PyTorch: How to parallelize over multiple GPU using multiprocessing.pool

heavyfranz · October 5, 2020, 11:06am

Any news? Have you solved the problem? How? I think that the heart of @bapi answer is that you have to manually transfer each input array (a fraction of it or the same, it depends on your problem)

I solved like this:

import time
import torch
from torch.multiprocessing import Pool
torch.multiprocessing.set_start_method('spawn', force=True)


def use_gpu(ind, arr):
    return (arr.std() + arr.mean()/(1+ arr.abs())).sum()


def mysenddata(mydata):
    return [(ii, mydata[ii].cuda(ii)) for ii in range(4)]

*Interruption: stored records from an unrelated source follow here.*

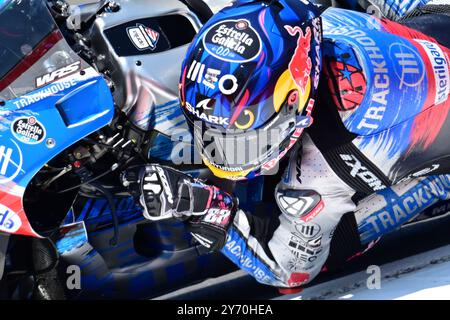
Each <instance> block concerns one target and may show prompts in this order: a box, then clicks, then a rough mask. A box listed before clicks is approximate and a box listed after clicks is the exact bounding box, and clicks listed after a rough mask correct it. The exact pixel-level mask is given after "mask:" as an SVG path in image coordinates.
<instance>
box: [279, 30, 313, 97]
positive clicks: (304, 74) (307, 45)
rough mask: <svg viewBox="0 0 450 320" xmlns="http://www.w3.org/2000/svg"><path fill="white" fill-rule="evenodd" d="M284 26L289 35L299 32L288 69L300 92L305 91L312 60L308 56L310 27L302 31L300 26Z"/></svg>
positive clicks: (308, 78)
mask: <svg viewBox="0 0 450 320" xmlns="http://www.w3.org/2000/svg"><path fill="white" fill-rule="evenodd" d="M284 28H285V29H286V31H287V32H288V33H289V35H291V36H293V37H294V36H296V35H297V33H298V34H299V37H298V40H297V48H296V49H295V52H294V55H293V56H292V59H291V62H290V63H289V71H290V73H291V76H292V79H293V80H294V82H295V84H297V86H298V87H299V88H300V91H301V92H302V94H305V92H306V86H307V84H308V81H309V80H310V77H311V69H312V62H311V58H310V57H309V52H310V50H311V28H310V27H308V28H307V29H306V32H305V33H303V30H302V28H300V27H298V26H295V27H292V26H289V25H285V26H284Z"/></svg>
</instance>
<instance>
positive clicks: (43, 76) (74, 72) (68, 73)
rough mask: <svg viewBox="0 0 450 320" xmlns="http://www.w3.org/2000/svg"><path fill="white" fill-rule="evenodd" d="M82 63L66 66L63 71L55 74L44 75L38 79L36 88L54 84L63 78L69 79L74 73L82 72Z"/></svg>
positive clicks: (38, 78) (58, 70)
mask: <svg viewBox="0 0 450 320" xmlns="http://www.w3.org/2000/svg"><path fill="white" fill-rule="evenodd" d="M80 67H81V62H80V61H77V62H74V63H72V64H70V65H68V66H65V67H63V68H61V69H58V70H55V71H53V72H50V73H47V74H44V75H43V76H40V77H37V78H36V88H40V87H43V86H45V85H47V84H49V83H52V82H54V81H56V80H60V79H62V78H65V77H67V76H68V75H71V74H72V73H75V72H77V71H78V70H80Z"/></svg>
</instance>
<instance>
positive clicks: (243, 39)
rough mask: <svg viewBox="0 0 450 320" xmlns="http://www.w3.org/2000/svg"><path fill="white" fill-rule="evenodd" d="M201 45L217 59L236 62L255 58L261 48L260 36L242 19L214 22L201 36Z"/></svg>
mask: <svg viewBox="0 0 450 320" xmlns="http://www.w3.org/2000/svg"><path fill="white" fill-rule="evenodd" d="M203 46H204V47H205V50H206V51H207V52H208V53H209V54H211V55H213V56H214V57H216V58H218V59H221V60H224V61H228V62H238V63H243V62H248V61H251V60H253V59H255V58H256V57H257V56H259V54H260V53H261V49H262V44H261V38H260V37H259V35H258V33H257V32H256V30H255V29H254V28H253V27H252V26H251V24H250V22H249V21H247V20H244V19H241V20H224V21H220V22H218V23H216V24H214V25H213V26H212V27H211V28H209V29H208V31H207V32H206V35H205V36H204V37H203Z"/></svg>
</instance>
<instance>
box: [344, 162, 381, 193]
mask: <svg viewBox="0 0 450 320" xmlns="http://www.w3.org/2000/svg"><path fill="white" fill-rule="evenodd" d="M340 157H341V159H342V160H344V162H345V164H346V165H347V166H348V167H349V168H350V169H351V171H350V175H351V176H352V177H354V178H356V177H358V178H359V179H361V180H362V181H363V182H364V183H365V184H366V185H367V186H369V187H370V188H371V189H372V190H373V191H380V190H383V189H386V188H387V187H386V185H385V184H384V183H383V182H382V181H381V180H380V179H379V178H378V177H377V176H376V175H375V174H374V173H373V172H371V171H370V170H369V169H368V168H366V167H365V166H363V165H362V163H361V161H359V160H358V158H356V156H355V155H352V154H341V155H340Z"/></svg>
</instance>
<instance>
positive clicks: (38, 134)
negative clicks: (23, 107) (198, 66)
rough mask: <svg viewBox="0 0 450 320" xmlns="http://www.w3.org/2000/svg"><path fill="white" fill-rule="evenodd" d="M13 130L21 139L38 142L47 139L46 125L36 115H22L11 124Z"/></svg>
mask: <svg viewBox="0 0 450 320" xmlns="http://www.w3.org/2000/svg"><path fill="white" fill-rule="evenodd" d="M11 132H12V134H13V135H14V137H16V138H17V139H18V140H19V141H21V142H23V143H26V144H38V143H41V142H42V141H43V140H44V139H45V135H46V132H45V127H44V126H43V125H42V123H40V122H39V121H38V120H37V119H36V118H35V117H21V118H18V119H16V120H15V121H14V122H13V123H12V124H11Z"/></svg>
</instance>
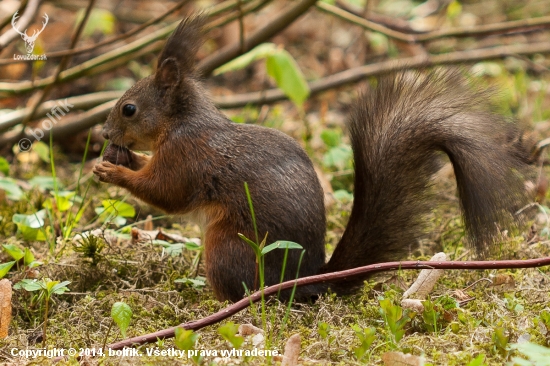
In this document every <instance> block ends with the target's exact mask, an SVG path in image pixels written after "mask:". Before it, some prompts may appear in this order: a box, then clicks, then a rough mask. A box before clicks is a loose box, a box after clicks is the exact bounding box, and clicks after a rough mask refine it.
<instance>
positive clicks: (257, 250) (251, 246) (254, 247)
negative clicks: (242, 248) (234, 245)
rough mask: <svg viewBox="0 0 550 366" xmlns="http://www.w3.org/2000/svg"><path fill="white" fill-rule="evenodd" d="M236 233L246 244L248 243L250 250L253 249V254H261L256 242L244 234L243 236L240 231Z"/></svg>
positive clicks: (259, 247)
mask: <svg viewBox="0 0 550 366" xmlns="http://www.w3.org/2000/svg"><path fill="white" fill-rule="evenodd" d="M237 235H238V236H239V238H241V239H242V240H244V241H245V242H246V243H247V244H248V245H250V247H251V248H252V250H254V254H256V258H258V257H260V256H261V253H260V247H259V246H258V244H256V243H254V242H253V241H252V240H250V239H248V238H247V237H246V236H244V235H243V234H241V233H237Z"/></svg>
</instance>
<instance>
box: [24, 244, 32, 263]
mask: <svg viewBox="0 0 550 366" xmlns="http://www.w3.org/2000/svg"><path fill="white" fill-rule="evenodd" d="M23 258H24V259H23V263H25V265H26V266H28V265H29V264H31V263H32V262H34V255H33V254H32V252H31V250H30V249H29V248H25V256H24V257H23Z"/></svg>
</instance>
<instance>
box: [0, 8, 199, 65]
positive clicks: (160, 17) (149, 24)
mask: <svg viewBox="0 0 550 366" xmlns="http://www.w3.org/2000/svg"><path fill="white" fill-rule="evenodd" d="M188 2H189V0H182V1H180V2H179V3H177V4H176V5H174V6H173V7H171V8H170V9H168V10H167V11H166V12H165V13H163V14H161V15H160V16H158V17H156V18H153V19H151V20H149V21H148V22H146V23H143V24H141V25H140V26H138V27H136V28H134V29H132V30H131V31H128V32H126V33H123V34H120V35H118V36H115V37H111V38H108V39H105V40H103V41H101V42H99V43H96V44H94V45H91V46H85V47H80V48H76V49H71V48H69V49H67V50H63V51H57V52H48V59H55V58H59V57H64V56H74V55H80V54H82V53H86V52H92V51H95V50H97V49H98V48H101V47H103V46H107V45H110V44H112V43H115V42H118V41H122V40H124V39H127V38H130V37H132V36H134V35H136V34H138V33H140V32H141V31H143V30H145V29H146V28H147V27H149V26H150V25H153V24H156V23H158V22H160V21H162V20H163V19H164V18H166V17H167V16H168V15H171V14H173V13H174V12H176V11H178V10H179V9H180V8H181V7H183V6H184V5H185V4H186V3H188ZM19 62H25V60H13V59H2V60H0V65H5V64H13V63H19Z"/></svg>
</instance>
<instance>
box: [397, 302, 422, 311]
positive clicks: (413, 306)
mask: <svg viewBox="0 0 550 366" xmlns="http://www.w3.org/2000/svg"><path fill="white" fill-rule="evenodd" d="M422 301H423V300H417V299H404V300H403V301H401V307H402V308H403V309H411V310H413V311H415V312H417V313H422V312H423V311H424V305H422Z"/></svg>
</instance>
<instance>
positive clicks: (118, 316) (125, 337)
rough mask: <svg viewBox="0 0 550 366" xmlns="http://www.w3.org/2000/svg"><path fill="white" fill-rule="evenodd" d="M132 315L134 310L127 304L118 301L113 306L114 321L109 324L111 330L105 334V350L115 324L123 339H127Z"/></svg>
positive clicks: (111, 309) (103, 344) (103, 341)
mask: <svg viewBox="0 0 550 366" xmlns="http://www.w3.org/2000/svg"><path fill="white" fill-rule="evenodd" d="M132 315H133V313H132V308H130V306H128V305H127V304H126V303H123V302H122V301H117V302H115V303H114V304H113V306H112V307H111V319H112V320H111V324H109V329H107V334H105V340H104V341H103V349H105V345H106V344H107V337H109V333H111V328H112V327H113V324H114V323H116V325H118V328H119V329H120V333H121V334H122V337H124V338H126V329H128V326H129V325H130V321H131V320H132Z"/></svg>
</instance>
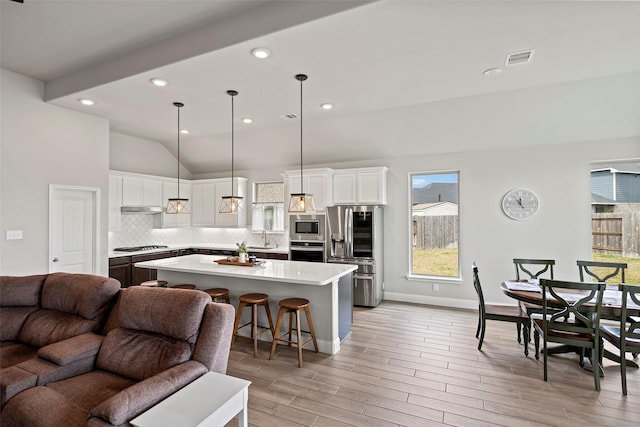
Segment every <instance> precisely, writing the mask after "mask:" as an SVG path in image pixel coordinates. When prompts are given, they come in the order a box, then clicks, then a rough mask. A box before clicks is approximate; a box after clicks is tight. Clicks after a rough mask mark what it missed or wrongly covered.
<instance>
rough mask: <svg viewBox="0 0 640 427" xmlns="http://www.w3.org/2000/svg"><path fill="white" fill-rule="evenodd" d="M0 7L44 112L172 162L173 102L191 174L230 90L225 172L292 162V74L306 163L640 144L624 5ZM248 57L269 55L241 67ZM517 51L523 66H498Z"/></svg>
mask: <svg viewBox="0 0 640 427" xmlns="http://www.w3.org/2000/svg"><path fill="white" fill-rule="evenodd" d="M0 5H1V6H0V12H1V22H0V24H1V25H0V31H1V33H0V36H1V51H0V56H1V59H2V67H3V68H4V69H8V70H11V71H14V72H17V73H20V74H24V75H27V76H30V77H34V78H36V79H40V80H42V81H44V82H45V84H46V86H45V98H46V99H45V100H46V101H47V102H50V103H52V104H56V105H59V106H62V107H65V108H70V109H73V110H77V111H82V112H86V113H88V114H94V115H97V116H100V117H105V118H107V119H109V120H110V123H111V129H112V130H113V131H115V132H120V133H124V134H128V135H132V136H136V137H140V138H145V139H149V140H153V141H158V142H160V143H162V144H163V145H165V146H166V147H167V148H168V149H169V150H170V151H172V152H174V153H175V152H176V145H177V142H176V141H177V123H176V111H175V107H173V105H172V103H173V102H174V101H180V102H183V103H184V104H185V107H184V108H183V109H182V111H181V127H183V128H187V129H189V131H190V133H189V134H188V135H185V136H182V137H181V153H180V154H181V160H182V161H183V163H184V165H185V166H186V167H187V168H188V169H189V170H190V171H191V172H192V173H193V174H203V173H215V172H221V171H227V170H228V169H229V156H230V131H231V112H230V109H231V104H230V102H231V101H230V99H229V96H228V95H227V94H226V91H227V90H228V89H235V90H237V91H238V92H239V95H238V96H237V97H236V99H235V112H236V115H235V117H236V123H235V131H236V138H235V141H236V167H237V168H238V169H249V168H260V167H272V166H279V165H290V166H295V165H296V164H298V162H299V135H300V128H299V126H300V122H299V119H289V120H286V119H285V118H283V116H286V115H289V114H291V113H294V114H299V110H300V86H299V82H298V81H296V80H295V78H294V75H295V74H297V73H305V74H308V75H309V79H308V80H307V81H306V82H305V83H304V86H303V90H304V98H303V117H304V122H303V124H304V144H305V163H308V164H325V163H335V162H340V161H353V160H365V159H378V158H386V157H394V156H411V155H426V154H430V153H435V152H446V151H459V150H468V149H483V148H497V147H500V146H504V145H510V144H521V145H524V144H543V143H544V144H546V143H557V142H573V141H581V140H585V139H606V138H618V137H628V136H637V135H640V121H639V120H637V117H640V101H639V100H640V55H639V54H638V52H640V25H638V22H640V4H639V3H638V2H612V1H602V2H599V1H585V2H581V1H569V2H567V1H526V2H524V1H511V2H508V1H468V2H465V1H409V0H389V1H347V0H345V1H333V0H308V1H276V0H271V1H270V0H261V1H258V0H256V1H219V0H208V1H191V0H182V1H159V0H147V1H127V0H122V1H118V0H84V1H65V0H25V2H24V3H22V4H21V3H17V2H12V1H2V2H1V3H0ZM257 47H265V48H268V49H269V50H270V51H271V56H270V57H269V58H267V59H256V58H254V57H253V56H252V55H251V54H250V52H251V50H252V49H253V48H257ZM532 49H533V50H534V53H533V56H532V58H531V61H530V62H529V63H526V64H520V65H514V66H509V67H505V60H506V57H507V54H509V53H513V52H521V51H525V50H532ZM490 68H499V69H501V71H502V72H501V73H500V74H497V75H489V76H487V75H484V74H483V72H484V71H485V70H487V69H490ZM154 77H159V78H163V79H165V80H167V81H168V85H167V86H166V87H163V88H159V87H156V86H153V85H152V84H150V82H149V81H150V79H151V78H154ZM80 98H89V99H92V100H94V101H95V102H96V103H95V105H93V106H91V107H86V106H83V105H81V104H80V103H79V102H78V99H80ZM325 102H330V103H333V104H334V108H333V109H332V110H323V109H322V108H320V104H322V103H325ZM614 110H617V111H618V112H617V113H616V114H613V111H614ZM244 117H251V118H252V119H253V123H252V124H250V125H247V124H244V123H242V122H241V120H240V119H241V118H244ZM634 118H635V119H634Z"/></svg>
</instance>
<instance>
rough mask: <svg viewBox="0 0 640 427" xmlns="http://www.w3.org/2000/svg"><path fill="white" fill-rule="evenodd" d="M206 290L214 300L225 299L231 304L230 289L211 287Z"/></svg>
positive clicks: (214, 301)
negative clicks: (229, 292) (229, 291)
mask: <svg viewBox="0 0 640 427" xmlns="http://www.w3.org/2000/svg"><path fill="white" fill-rule="evenodd" d="M204 291H205V292H206V293H208V294H209V296H210V297H211V300H212V301H213V302H218V300H222V299H223V300H224V301H225V302H226V303H227V304H231V299H230V298H229V289H226V288H210V289H205V290H204Z"/></svg>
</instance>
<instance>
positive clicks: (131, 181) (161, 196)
mask: <svg viewBox="0 0 640 427" xmlns="http://www.w3.org/2000/svg"><path fill="white" fill-rule="evenodd" d="M122 205H123V206H163V205H164V203H163V199H162V180H161V179H160V178H147V177H138V176H127V175H124V176H123V177H122Z"/></svg>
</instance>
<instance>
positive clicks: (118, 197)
mask: <svg viewBox="0 0 640 427" xmlns="http://www.w3.org/2000/svg"><path fill="white" fill-rule="evenodd" d="M121 207H122V177H121V176H119V175H113V174H109V231H120V227H121V222H122V214H121V213H120V208H121Z"/></svg>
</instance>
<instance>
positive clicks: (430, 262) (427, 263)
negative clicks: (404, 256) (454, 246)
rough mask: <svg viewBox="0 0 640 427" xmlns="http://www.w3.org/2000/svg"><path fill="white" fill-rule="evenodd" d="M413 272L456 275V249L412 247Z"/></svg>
mask: <svg viewBox="0 0 640 427" xmlns="http://www.w3.org/2000/svg"><path fill="white" fill-rule="evenodd" d="M413 273H414V274H425V275H429V276H449V277H458V249H416V248H414V249H413Z"/></svg>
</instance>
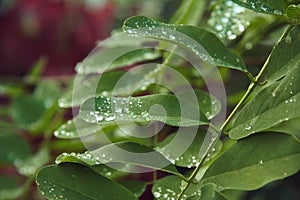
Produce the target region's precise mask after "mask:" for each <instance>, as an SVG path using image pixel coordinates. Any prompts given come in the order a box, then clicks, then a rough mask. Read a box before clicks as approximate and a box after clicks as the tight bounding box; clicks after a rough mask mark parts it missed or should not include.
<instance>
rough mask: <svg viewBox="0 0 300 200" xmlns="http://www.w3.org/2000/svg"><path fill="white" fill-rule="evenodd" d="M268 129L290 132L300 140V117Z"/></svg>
mask: <svg viewBox="0 0 300 200" xmlns="http://www.w3.org/2000/svg"><path fill="white" fill-rule="evenodd" d="M268 131H275V132H281V133H288V134H290V135H292V136H294V137H295V139H297V140H298V141H299V142H300V118H295V119H292V120H289V121H286V122H281V123H280V124H278V125H276V126H274V127H272V128H270V129H269V130H268Z"/></svg>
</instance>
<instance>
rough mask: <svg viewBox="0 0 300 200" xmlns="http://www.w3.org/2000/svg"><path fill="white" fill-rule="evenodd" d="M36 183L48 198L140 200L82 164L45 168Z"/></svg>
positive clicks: (38, 188) (129, 191)
mask: <svg viewBox="0 0 300 200" xmlns="http://www.w3.org/2000/svg"><path fill="white" fill-rule="evenodd" d="M36 182H37V185H38V189H39V190H40V191H41V193H42V194H43V195H44V196H45V197H47V198H49V199H55V198H60V199H72V200H82V199H97V200H107V199H128V200H131V199H135V200H136V199H137V198H136V197H135V196H134V195H133V194H132V193H131V192H130V191H129V190H127V189H126V188H125V187H123V186H122V185H120V184H118V183H116V182H114V181H112V180H109V179H107V178H105V177H104V176H101V175H100V174H97V173H96V172H94V171H93V170H91V169H89V168H88V167H85V166H82V165H79V164H71V163H63V164H61V165H52V166H47V167H44V168H43V169H41V170H40V171H39V173H38V174H37V177H36Z"/></svg>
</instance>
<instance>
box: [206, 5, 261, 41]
mask: <svg viewBox="0 0 300 200" xmlns="http://www.w3.org/2000/svg"><path fill="white" fill-rule="evenodd" d="M255 17H256V15H255V13H254V12H253V11H251V10H248V9H245V8H244V7H241V6H240V5H238V4H235V3H233V2H232V1H231V0H227V1H223V2H221V3H218V4H217V5H216V6H215V7H214V10H213V11H212V13H211V15H210V18H209V20H208V24H209V25H210V26H211V27H212V29H213V31H214V32H216V33H217V34H218V35H219V36H220V37H221V38H226V39H229V40H234V39H236V38H237V37H238V36H239V35H241V34H242V33H243V32H244V31H245V30H246V28H247V27H248V26H249V25H250V22H251V21H252V19H254V18H255Z"/></svg>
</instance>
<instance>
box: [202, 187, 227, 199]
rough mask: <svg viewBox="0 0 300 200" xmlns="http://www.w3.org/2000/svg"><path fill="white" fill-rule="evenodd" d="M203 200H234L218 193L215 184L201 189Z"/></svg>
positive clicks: (202, 197)
mask: <svg viewBox="0 0 300 200" xmlns="http://www.w3.org/2000/svg"><path fill="white" fill-rule="evenodd" d="M201 199H210V200H232V199H228V198H226V196H225V195H223V194H222V193H220V192H218V190H217V188H216V186H215V185H213V184H207V185H205V186H203V187H201Z"/></svg>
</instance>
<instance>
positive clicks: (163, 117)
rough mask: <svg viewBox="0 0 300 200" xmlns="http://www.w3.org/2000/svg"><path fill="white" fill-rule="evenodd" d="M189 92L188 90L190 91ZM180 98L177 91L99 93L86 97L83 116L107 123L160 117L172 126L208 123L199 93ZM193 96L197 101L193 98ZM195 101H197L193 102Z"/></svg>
mask: <svg viewBox="0 0 300 200" xmlns="http://www.w3.org/2000/svg"><path fill="white" fill-rule="evenodd" d="M187 94H189V93H187ZM194 98H195V99H189V100H191V102H189V104H185V102H186V101H187V100H186V99H185V98H184V97H183V96H181V98H180V99H181V102H179V101H178V99H177V97H176V96H175V95H170V94H154V95H147V96H142V97H128V98H115V97H114V98H108V97H103V96H98V97H95V98H90V99H88V100H87V101H85V102H84V103H83V104H82V106H81V108H80V114H79V115H80V117H81V118H82V119H83V120H85V121H86V122H89V123H99V124H108V123H112V122H114V121H121V122H122V121H123V122H126V121H129V122H130V121H131V122H140V123H149V122H150V121H151V120H153V121H161V122H164V123H166V124H168V125H172V126H179V125H180V126H195V125H203V124H207V123H208V120H207V118H206V117H205V115H204V114H202V113H201V111H200V110H199V109H201V107H199V106H197V105H196V104H197V102H195V101H197V97H196V96H195V95H194ZM193 100H194V101H193ZM193 102H194V103H196V104H193Z"/></svg>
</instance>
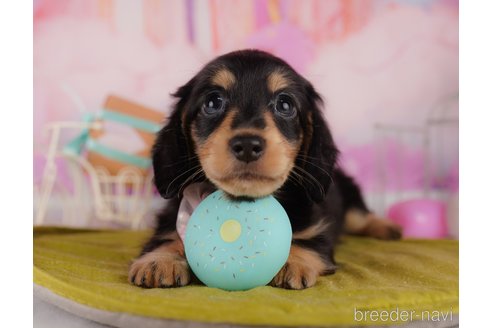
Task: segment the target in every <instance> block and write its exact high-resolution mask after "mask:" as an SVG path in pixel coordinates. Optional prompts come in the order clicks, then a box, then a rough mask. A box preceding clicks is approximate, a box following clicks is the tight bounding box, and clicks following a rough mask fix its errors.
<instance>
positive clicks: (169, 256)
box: [128, 232, 190, 288]
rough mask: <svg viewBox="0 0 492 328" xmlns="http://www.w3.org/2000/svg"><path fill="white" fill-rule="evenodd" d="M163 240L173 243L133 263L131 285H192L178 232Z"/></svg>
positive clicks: (144, 286) (131, 276)
mask: <svg viewBox="0 0 492 328" xmlns="http://www.w3.org/2000/svg"><path fill="white" fill-rule="evenodd" d="M163 238H165V239H171V240H172V241H171V242H168V243H166V244H164V245H162V246H160V247H158V248H156V249H154V250H153V251H151V252H149V253H147V254H145V255H143V256H141V257H140V258H137V259H136V260H134V261H133V263H132V264H131V266H130V271H129V274H128V280H129V281H130V283H133V284H135V285H137V286H141V287H151V288H152V287H153V288H156V287H173V286H185V285H187V284H189V283H190V269H189V266H188V263H187V262H186V258H185V255H184V246H183V242H182V241H181V239H180V238H179V236H178V234H177V232H173V233H171V234H169V235H166V236H164V237H163Z"/></svg>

if __name__ == "__main__":
    print('create big tensor')
    aa = 10*torch.randn(4,10000,10000).double()
    print('send data')
    b = mysenddata(aa)

    for ii in range(10):
        pool = Pool(processes=4)
        a = time.time()
        print('start')
        with Pool(processes=4) as p:
        #result = pool.starmap(use_gpu, b,)
            results = p.starmap(use_gpu, b,)
        print('end')
        print("cost time :", time.time() - a)
        
        for ii, (rr, bb) in enumerate(zip(results, b)):
            print('idx:{}, inshape:{}, indevice:{}, intype:{}, outshape:{}, outdevice:{}, outtype:{}'.format(ii, bb[1].shape, bb[1].get_device(), bb[1].type(), rr.shape, rr.get_device(), rr.type()))

This code seems ok for general gpu processing, but it will not work if the backward method has to be called. Do someone have a simple tutorial on simple multi gpu processing done on multi-gpus?